Context
Financial institutions managing credit exposure across many customers face a scaling problem: manual limit reviews are slow and inconsistent, but blanket policies are either too conservative (leaving revenue on the table) or too loose (accumulating risk). The Credit Limit Management System was built to automate limit decisions within institution-defined risk policy, with humans stepping in exactly where judgment adds value.
The challenge
- Translate credit risk policy, an inherently human, judgment-heavy domain, into rules a system can execute consistently.
- Design approval workflows where automated decisions and human overrides coexist without ambiguity about accountability.
- Satisfy the audit standard of a regulated industry: every limit change explainable, attributable, and reversible.
My role
I led requirements definition with the institution's risk and operations stakeholders, specifying the rules engine behavior, limit lifecycle (request, evaluation, approval, adjustment, suspension), and the exception paths where cases escalate to human review. I authored the FSDs with exhaustive acceptance criteria covering boundary conditions, which in credit risk are the entire point: what happens exactly at the threshold matters.

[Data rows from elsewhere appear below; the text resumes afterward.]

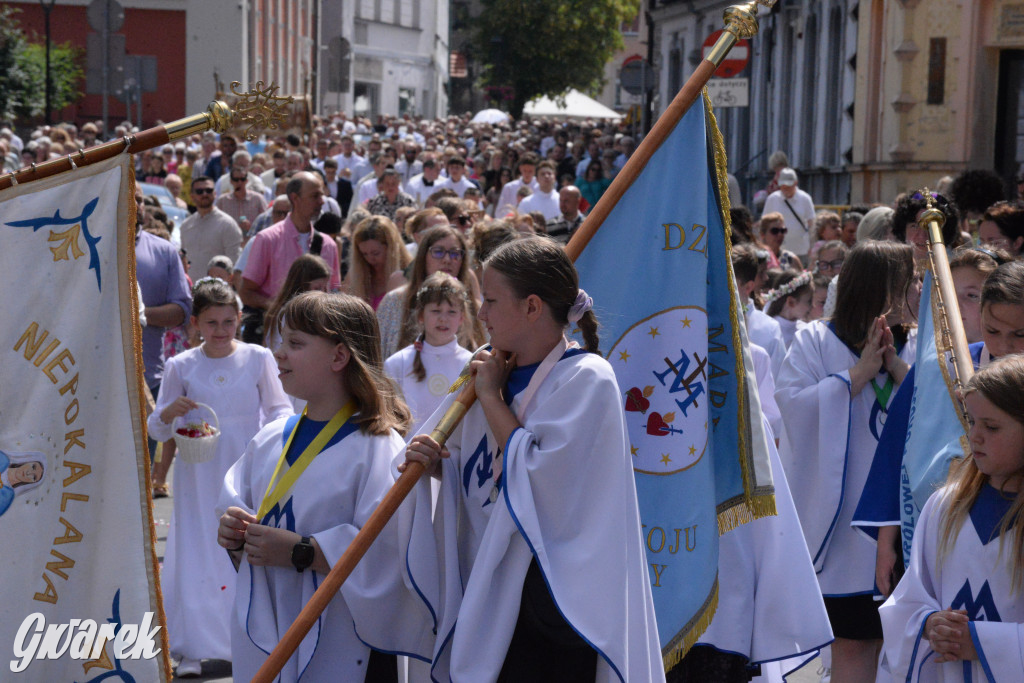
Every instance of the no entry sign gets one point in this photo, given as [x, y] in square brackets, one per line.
[737, 58]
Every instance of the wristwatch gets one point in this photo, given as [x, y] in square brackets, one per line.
[302, 554]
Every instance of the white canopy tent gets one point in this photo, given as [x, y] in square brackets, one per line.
[578, 105]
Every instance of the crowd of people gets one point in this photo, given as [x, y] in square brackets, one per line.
[444, 236]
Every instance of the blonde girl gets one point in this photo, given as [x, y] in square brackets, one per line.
[958, 612]
[427, 368]
[301, 491]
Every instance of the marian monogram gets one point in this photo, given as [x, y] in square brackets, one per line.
[662, 366]
[65, 235]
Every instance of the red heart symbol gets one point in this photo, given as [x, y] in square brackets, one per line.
[655, 425]
[635, 402]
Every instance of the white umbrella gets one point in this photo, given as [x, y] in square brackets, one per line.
[577, 105]
[491, 116]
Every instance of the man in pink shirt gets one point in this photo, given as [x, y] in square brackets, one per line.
[274, 249]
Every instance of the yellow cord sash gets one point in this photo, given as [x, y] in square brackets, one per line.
[276, 489]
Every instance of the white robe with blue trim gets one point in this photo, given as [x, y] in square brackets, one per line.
[972, 577]
[827, 447]
[330, 502]
[570, 500]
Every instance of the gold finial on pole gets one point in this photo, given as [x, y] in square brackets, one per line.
[260, 109]
[740, 22]
[216, 117]
[948, 318]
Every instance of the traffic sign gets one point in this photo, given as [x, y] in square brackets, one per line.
[735, 61]
[729, 91]
[637, 76]
[110, 11]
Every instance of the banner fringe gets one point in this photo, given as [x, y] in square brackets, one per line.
[721, 161]
[678, 648]
[748, 511]
[131, 292]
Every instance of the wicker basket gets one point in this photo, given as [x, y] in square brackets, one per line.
[199, 449]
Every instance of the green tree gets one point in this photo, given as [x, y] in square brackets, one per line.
[23, 71]
[13, 80]
[545, 47]
[66, 77]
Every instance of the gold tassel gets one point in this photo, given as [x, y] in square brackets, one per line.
[674, 652]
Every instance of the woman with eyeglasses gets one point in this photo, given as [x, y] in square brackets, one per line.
[442, 249]
[906, 225]
[772, 235]
[1003, 226]
[829, 259]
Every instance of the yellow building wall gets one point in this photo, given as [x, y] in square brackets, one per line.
[901, 142]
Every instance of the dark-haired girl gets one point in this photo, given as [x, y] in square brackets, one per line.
[541, 573]
[240, 382]
[834, 389]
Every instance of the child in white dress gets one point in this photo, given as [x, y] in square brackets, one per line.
[240, 382]
[425, 370]
[957, 614]
[298, 496]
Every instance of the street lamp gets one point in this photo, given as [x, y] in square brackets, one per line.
[47, 6]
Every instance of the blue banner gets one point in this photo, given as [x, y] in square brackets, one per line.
[659, 272]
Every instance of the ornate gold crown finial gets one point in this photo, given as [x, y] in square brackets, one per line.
[260, 109]
[931, 213]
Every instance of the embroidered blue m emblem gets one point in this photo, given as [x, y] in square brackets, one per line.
[980, 609]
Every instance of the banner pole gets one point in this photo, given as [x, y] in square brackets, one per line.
[740, 23]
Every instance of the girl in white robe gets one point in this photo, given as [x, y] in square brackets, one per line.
[304, 486]
[424, 371]
[957, 614]
[790, 302]
[538, 571]
[240, 382]
[834, 389]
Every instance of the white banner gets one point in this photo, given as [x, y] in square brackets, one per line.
[80, 599]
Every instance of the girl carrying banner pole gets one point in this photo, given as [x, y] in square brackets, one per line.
[542, 569]
[957, 614]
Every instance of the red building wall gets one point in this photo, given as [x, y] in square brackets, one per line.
[147, 32]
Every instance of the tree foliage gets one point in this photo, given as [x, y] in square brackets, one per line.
[13, 81]
[545, 47]
[23, 71]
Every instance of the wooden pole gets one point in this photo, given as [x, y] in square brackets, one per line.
[949, 317]
[217, 117]
[741, 23]
[360, 544]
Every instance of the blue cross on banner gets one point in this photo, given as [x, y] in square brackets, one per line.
[659, 272]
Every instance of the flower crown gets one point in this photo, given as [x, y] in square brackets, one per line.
[208, 281]
[783, 291]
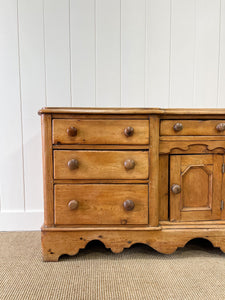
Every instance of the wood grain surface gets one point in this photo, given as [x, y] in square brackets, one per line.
[100, 164]
[101, 204]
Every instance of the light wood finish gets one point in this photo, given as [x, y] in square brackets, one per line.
[195, 187]
[192, 127]
[163, 186]
[101, 204]
[111, 178]
[179, 147]
[132, 111]
[100, 164]
[58, 242]
[154, 171]
[47, 169]
[101, 147]
[100, 131]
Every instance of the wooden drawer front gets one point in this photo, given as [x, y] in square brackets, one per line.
[100, 131]
[100, 204]
[100, 164]
[192, 127]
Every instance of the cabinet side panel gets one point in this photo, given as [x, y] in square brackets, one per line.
[47, 169]
[163, 187]
[154, 171]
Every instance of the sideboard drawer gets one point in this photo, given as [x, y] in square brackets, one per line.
[69, 164]
[192, 127]
[78, 131]
[101, 204]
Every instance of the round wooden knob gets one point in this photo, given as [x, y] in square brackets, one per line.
[220, 127]
[129, 131]
[73, 204]
[128, 205]
[129, 164]
[178, 127]
[73, 164]
[176, 188]
[72, 131]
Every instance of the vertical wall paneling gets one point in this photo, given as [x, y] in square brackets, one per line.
[11, 158]
[183, 51]
[207, 53]
[158, 52]
[57, 51]
[30, 13]
[221, 58]
[108, 53]
[82, 22]
[133, 34]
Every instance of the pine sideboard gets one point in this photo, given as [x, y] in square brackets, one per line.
[132, 175]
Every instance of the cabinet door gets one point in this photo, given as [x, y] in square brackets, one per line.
[195, 187]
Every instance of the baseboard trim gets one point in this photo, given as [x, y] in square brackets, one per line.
[21, 221]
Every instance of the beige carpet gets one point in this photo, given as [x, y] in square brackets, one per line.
[195, 272]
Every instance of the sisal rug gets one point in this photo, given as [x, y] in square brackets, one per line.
[194, 272]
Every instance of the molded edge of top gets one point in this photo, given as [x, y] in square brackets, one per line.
[132, 111]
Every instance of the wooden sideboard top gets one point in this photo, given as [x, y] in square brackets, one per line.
[134, 111]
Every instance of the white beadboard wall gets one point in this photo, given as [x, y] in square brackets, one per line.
[145, 53]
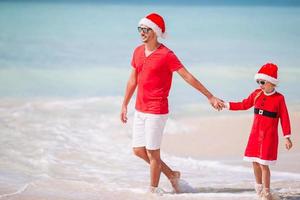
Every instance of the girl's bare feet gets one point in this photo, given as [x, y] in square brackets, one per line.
[175, 181]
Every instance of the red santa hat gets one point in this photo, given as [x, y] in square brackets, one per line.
[268, 72]
[156, 23]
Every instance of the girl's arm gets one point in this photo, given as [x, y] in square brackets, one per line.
[284, 118]
[245, 104]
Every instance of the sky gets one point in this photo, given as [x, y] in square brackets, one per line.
[183, 2]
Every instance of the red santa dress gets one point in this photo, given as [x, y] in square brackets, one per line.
[262, 144]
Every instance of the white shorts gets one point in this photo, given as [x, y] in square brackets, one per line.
[148, 130]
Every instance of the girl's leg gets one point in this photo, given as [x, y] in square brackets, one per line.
[258, 178]
[266, 176]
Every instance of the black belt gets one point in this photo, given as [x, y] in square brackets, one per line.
[265, 113]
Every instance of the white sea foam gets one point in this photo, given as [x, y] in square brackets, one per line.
[82, 140]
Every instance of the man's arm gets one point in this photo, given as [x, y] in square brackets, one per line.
[130, 88]
[190, 79]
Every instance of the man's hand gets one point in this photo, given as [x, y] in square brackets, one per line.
[123, 114]
[288, 143]
[217, 103]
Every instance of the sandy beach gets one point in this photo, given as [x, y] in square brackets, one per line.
[214, 139]
[224, 138]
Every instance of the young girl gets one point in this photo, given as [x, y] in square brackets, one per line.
[269, 107]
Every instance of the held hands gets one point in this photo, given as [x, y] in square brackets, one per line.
[123, 115]
[288, 143]
[217, 103]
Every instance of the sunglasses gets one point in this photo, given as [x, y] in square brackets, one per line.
[260, 82]
[144, 29]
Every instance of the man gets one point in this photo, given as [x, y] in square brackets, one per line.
[153, 65]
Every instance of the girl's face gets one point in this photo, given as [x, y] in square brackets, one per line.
[265, 86]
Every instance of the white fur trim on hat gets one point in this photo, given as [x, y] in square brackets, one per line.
[267, 78]
[153, 26]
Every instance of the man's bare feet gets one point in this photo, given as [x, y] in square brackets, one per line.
[175, 181]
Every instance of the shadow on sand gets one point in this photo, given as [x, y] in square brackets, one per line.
[185, 187]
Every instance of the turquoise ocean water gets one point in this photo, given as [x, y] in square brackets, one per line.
[63, 70]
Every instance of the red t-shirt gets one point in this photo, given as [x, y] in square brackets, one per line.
[154, 78]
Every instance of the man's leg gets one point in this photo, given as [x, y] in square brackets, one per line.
[155, 166]
[142, 153]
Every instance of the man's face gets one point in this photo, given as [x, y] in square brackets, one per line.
[146, 33]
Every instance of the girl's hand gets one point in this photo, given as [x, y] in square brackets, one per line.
[288, 143]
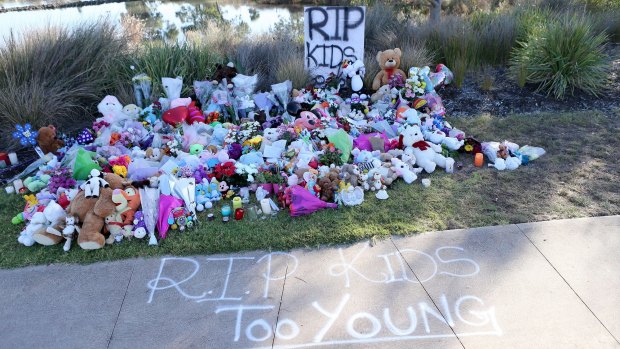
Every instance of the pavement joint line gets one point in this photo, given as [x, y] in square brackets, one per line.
[427, 293]
[122, 303]
[273, 339]
[568, 284]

The design principle was simple: the system decides the routine, humans decide the exceptional, and both leave the same audit trail. Risk officers gained capacity for the cases that genuinely needed them, without losing visibility into anything the system decided on its own.
Approach
- Policy-to-rules translation. Worked with risk stakeholders to convert policy documents into explicit, testable decision rules with defined inputs, thresholds, and outcomes.

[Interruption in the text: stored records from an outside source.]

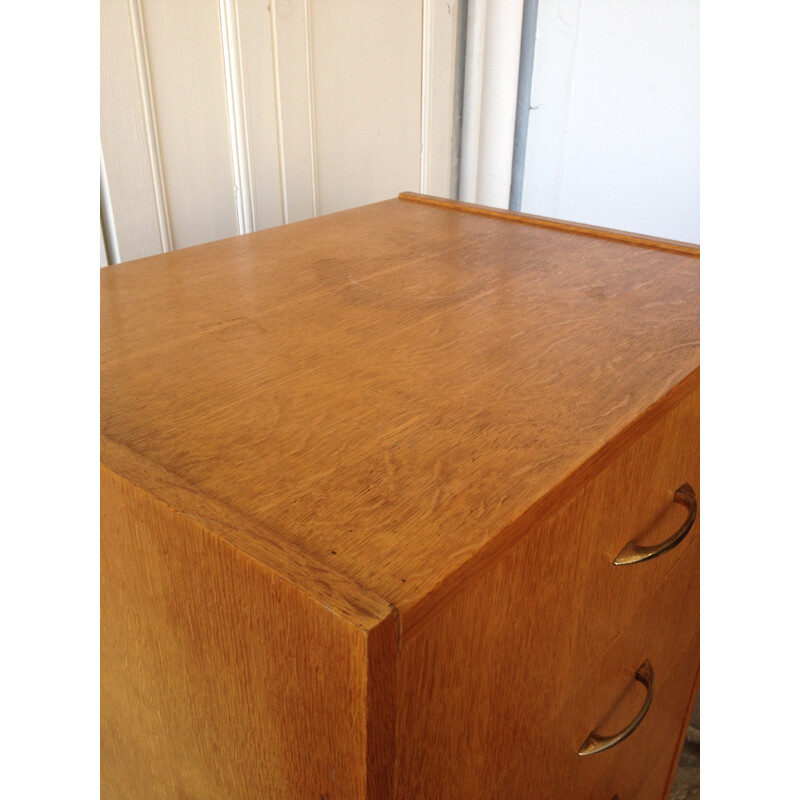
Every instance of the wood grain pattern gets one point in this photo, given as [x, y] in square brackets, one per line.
[219, 678]
[428, 373]
[363, 480]
[538, 621]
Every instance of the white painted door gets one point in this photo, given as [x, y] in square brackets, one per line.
[221, 117]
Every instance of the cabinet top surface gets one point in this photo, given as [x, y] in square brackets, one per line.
[386, 389]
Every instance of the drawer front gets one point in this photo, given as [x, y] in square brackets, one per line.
[631, 501]
[665, 633]
[484, 687]
[608, 698]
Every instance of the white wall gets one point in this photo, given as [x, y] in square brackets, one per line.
[221, 117]
[613, 132]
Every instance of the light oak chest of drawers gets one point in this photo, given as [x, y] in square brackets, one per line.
[364, 480]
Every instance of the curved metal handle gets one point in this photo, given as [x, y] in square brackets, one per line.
[595, 743]
[633, 553]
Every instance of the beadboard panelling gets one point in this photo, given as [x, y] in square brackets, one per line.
[367, 80]
[439, 48]
[225, 116]
[131, 193]
[184, 46]
[291, 60]
[258, 88]
[240, 145]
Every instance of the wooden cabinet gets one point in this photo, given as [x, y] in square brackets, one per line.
[364, 479]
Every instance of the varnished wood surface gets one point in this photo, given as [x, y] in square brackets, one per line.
[385, 391]
[495, 731]
[557, 224]
[501, 661]
[219, 679]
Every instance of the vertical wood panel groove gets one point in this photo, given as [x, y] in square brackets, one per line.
[148, 109]
[278, 111]
[426, 90]
[107, 225]
[237, 115]
[311, 108]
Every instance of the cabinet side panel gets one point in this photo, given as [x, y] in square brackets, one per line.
[219, 679]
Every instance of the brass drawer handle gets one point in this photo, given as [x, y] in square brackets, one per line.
[595, 743]
[633, 553]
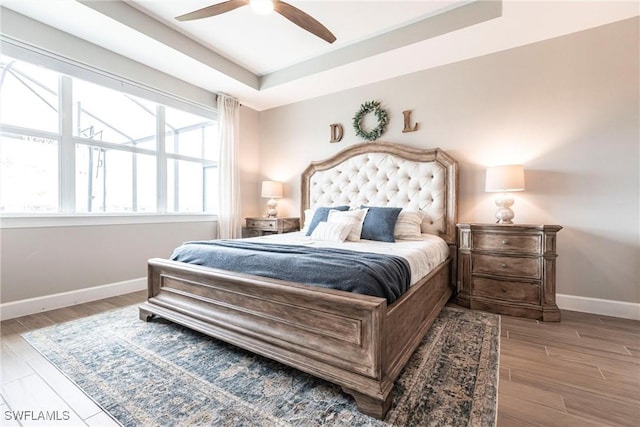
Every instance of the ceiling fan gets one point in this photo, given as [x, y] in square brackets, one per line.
[290, 12]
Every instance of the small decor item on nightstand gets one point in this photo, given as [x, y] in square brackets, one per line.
[504, 179]
[272, 190]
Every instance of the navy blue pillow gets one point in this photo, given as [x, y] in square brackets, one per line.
[380, 223]
[321, 215]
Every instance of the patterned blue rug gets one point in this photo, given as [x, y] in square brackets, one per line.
[162, 374]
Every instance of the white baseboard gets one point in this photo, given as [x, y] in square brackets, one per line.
[626, 310]
[25, 307]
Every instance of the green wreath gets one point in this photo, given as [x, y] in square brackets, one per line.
[366, 108]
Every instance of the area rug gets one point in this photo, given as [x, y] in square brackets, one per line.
[161, 374]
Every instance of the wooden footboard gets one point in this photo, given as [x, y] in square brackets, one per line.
[352, 340]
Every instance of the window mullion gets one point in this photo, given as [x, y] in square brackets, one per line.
[66, 149]
[161, 184]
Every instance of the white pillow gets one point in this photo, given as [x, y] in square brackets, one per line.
[334, 232]
[308, 216]
[408, 225]
[353, 217]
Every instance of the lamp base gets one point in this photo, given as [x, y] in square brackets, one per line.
[504, 214]
[271, 211]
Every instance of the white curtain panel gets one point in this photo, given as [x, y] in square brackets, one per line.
[229, 221]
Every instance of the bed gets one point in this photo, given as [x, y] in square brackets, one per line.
[359, 342]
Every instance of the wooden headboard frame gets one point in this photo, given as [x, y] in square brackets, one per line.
[432, 173]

- Lifecycle-aware states. Specified the full limit lifecycle with guarded transitions, so a limit could never reach an inconsistent state regardless of the sequence of events.
- Escalation design. Defined clear criteria for automated approval versus human review, with SLAs and routing rules for escalated cases.
- Audit-first specification. Required every decision, automated or manual, to record who or what decided, based on which rule version, at what time, with what inputs.